Kierkegaard identifies three stages of existence: the aesthetic (living for pleasure and immediate gratification), the ethical (living according to universal moral principles), and the religious (a relationship to God that can supersede the ethical). The knight of infinite resignation — who makes the sacrifice, surrenders the finite, and receives nothing back — is admirable but remains on the far side of faith. The knight of faith — like Abraham — makes the same sacrifice and then, against all reason and ethical justification, expects by virtue of the absurd to receive the finite back. This is not the consolation of guaranteed reward but the completely inexplicable confidence that the impossible is possible.
The "teleological suspension of the ethical" is the book's central philosophical concept: Abraham's act cannot be justified by any universal ethical principle. If he follows God's command, he is a murderer by any standard ethics can offer. The only justification is the absolute relationship to the absolute — his direct, singular, unjustifiable relationship with God. This is what makes faith, on Kierkegaard's account, so much harder than resignation: resignation achieves peace by giving up, faith achieves peace by holding on against all rational justification.

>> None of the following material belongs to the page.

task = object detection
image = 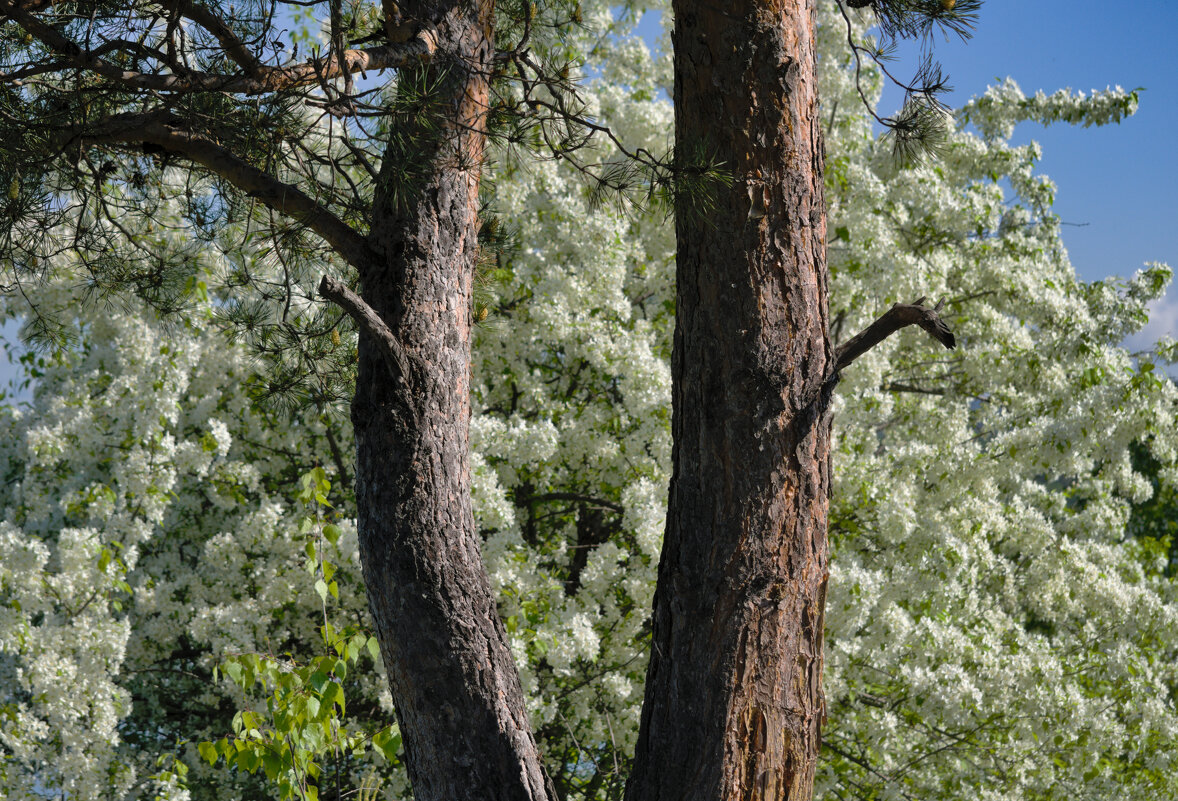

Fear and Trembling is a polemical text written against Hegel's rationalization of religion — his absorption of religious faith into the ethical and rational. Kierkegaard insists that genuine faith is a scandal to ethics, not its completion. The book has been enormously influential on existentialist theology, 20th-century philosophy of religion, and the philosophical analysis of moral dilemmas. It is also one of the most elegantly written works in the entire philosophical tradition.
The big ideas
- 1.
Faith is not a preliminary stage to genuine knowledge or ethics but a higher stage that can supersede the ethical through direct relationship to God.
- 2.
The teleological suspension of the ethical: Abraham's act cannot be justified by any universal moral principle — its only ground is his absolute relationship to the absolute.
- 3.
The knight of infinite resignation gives up the finite and achieves peace through renunciation; the knight of faith gives up the finite and expects by virtue of the absurd to receive it back.